In most cases (sadly) those VT detections come from other AI machines, too. Nothing is perfect.
So in the end, it looks like the total detection heavily depends on AI's and digital signing. For now, it means that Voodooshield must have many false positives (until AI's will be much smarter).

in my experience, there are indeed many false positives, and sometimes even silent blocking of safe things like chrome updates.
Basically, if voodoo says it's okay, it is.

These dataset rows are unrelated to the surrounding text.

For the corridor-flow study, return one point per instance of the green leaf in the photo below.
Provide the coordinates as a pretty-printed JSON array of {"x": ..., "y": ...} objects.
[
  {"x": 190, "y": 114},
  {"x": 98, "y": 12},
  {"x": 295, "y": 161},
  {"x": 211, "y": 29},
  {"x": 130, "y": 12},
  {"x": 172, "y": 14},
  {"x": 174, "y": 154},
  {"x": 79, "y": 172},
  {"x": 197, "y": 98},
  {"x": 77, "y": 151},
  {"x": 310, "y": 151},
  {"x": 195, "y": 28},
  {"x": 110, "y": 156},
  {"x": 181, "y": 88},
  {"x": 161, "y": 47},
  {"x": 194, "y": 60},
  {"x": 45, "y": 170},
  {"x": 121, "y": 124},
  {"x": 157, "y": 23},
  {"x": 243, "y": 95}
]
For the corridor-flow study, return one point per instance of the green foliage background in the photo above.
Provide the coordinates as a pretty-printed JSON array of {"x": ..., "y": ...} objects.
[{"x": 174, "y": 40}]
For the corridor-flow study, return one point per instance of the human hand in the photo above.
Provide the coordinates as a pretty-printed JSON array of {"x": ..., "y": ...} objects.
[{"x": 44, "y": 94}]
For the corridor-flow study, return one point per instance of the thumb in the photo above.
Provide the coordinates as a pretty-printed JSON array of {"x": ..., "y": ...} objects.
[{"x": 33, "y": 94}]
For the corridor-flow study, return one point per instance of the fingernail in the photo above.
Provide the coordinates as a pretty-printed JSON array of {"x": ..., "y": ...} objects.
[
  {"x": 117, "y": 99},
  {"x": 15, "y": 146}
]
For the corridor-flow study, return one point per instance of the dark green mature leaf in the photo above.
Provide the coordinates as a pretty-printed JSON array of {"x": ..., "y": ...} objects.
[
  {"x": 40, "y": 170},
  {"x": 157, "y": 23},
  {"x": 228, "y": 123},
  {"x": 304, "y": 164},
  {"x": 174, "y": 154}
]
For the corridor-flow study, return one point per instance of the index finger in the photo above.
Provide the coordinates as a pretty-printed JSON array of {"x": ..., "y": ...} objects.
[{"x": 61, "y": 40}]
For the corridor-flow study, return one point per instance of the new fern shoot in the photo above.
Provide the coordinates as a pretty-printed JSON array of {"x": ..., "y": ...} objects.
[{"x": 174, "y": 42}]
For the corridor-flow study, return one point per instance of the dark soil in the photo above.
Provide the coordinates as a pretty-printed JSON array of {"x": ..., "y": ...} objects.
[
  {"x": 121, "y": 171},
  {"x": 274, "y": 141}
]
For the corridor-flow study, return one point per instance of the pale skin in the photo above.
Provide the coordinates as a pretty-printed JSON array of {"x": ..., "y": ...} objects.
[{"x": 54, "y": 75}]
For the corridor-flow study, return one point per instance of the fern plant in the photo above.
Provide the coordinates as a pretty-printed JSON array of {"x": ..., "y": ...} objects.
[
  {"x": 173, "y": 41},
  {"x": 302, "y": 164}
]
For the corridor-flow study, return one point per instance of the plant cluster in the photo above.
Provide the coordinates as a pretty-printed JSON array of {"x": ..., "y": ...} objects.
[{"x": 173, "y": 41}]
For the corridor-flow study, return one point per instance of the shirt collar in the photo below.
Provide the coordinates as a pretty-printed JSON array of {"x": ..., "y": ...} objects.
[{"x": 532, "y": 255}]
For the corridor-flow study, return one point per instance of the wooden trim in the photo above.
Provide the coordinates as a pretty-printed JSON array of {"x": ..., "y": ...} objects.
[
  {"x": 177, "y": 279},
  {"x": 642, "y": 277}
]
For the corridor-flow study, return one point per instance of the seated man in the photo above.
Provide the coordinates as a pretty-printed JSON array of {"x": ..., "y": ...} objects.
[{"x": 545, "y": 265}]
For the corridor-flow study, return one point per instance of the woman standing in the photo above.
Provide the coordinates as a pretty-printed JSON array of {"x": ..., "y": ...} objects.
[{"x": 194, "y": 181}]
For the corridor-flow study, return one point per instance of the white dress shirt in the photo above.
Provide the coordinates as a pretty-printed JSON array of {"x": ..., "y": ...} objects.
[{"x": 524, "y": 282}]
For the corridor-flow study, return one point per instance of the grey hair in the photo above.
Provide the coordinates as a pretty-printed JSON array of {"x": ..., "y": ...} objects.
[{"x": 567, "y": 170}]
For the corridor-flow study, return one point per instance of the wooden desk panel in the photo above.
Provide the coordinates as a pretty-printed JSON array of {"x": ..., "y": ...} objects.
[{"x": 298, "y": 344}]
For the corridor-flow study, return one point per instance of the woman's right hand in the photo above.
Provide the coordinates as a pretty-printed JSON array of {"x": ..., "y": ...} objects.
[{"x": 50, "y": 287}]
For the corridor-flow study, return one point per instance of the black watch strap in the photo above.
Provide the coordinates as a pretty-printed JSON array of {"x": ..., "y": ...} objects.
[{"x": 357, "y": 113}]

If voodoo says it isn't okay, think twice.

 

[Rengar]

using software is the easier route to the goal.

relying only on native windows features is a bigger challenge, and ultimately provides you with less control over fine-tuning your protection.

for those who find default/deny apps to be somewhat of a headache, like I do, so here's the aspirin:
1 install NVT ERP free beta, set to alert mode.
2 in the vulnerable processes list, delete all entries except for the powershell processes and wscript and cscript
3 in safe file locations, add C:\*
(You are done with tweaking ERP)
4 Now, move your downloads folder and your desktop to a location that is off the C drive.
5 do the same for email client storage folder, and torrent client download location.

Now you will have peace of mind to just use your computer, but at the same time, anything you download or run from removable storage will be met by a default/deny prompt.

Just make sure you trust the programs you have already installed.

this idea can be adapted to voodooshield, if you have pro version.

So with this config there is no need for an antivirus or WD or even anti-malware??? Just NVT?

 

[Deleted member 178]

if you have Win10 better keep WD. if you are on Win7, an AV is not needed; just remember nothing is 100% bullet proof is the user is careless.

 

[Rengar]

if you have Windows 10 better keep WD. if you are on Windows 7, an AV is not needed; just remember nothing is 100% bullet proof is the user is careless.

I have W8.1

 

[Handsome Recluse]

I have W8.1

Oh no.

 

[_CyberGhosT_]

Oh no.

Right, I went straight from 7 to 10, never touched 8 at all

 

[Deleted member 178]

win8.1 or win10 is similar

 

[shmu26]

So with this config there is no need for an antivirus or WD or even anti-malware??? Just NVT?

yes, windows 8 is similar to 10. I do recommend leaving WD enabled.

This minimalist config that I suggested is best used together with WD and smartscreen and UAC and standard user account and common sense.

And keep in mind, as others have rightly commented, this is not a "lockdown" config, but rather a no-headache config that provides strong protection.

 

[DC47561]

Software restriction policies - based on local security policy or through the registry editor - limited user account - just some suggestions.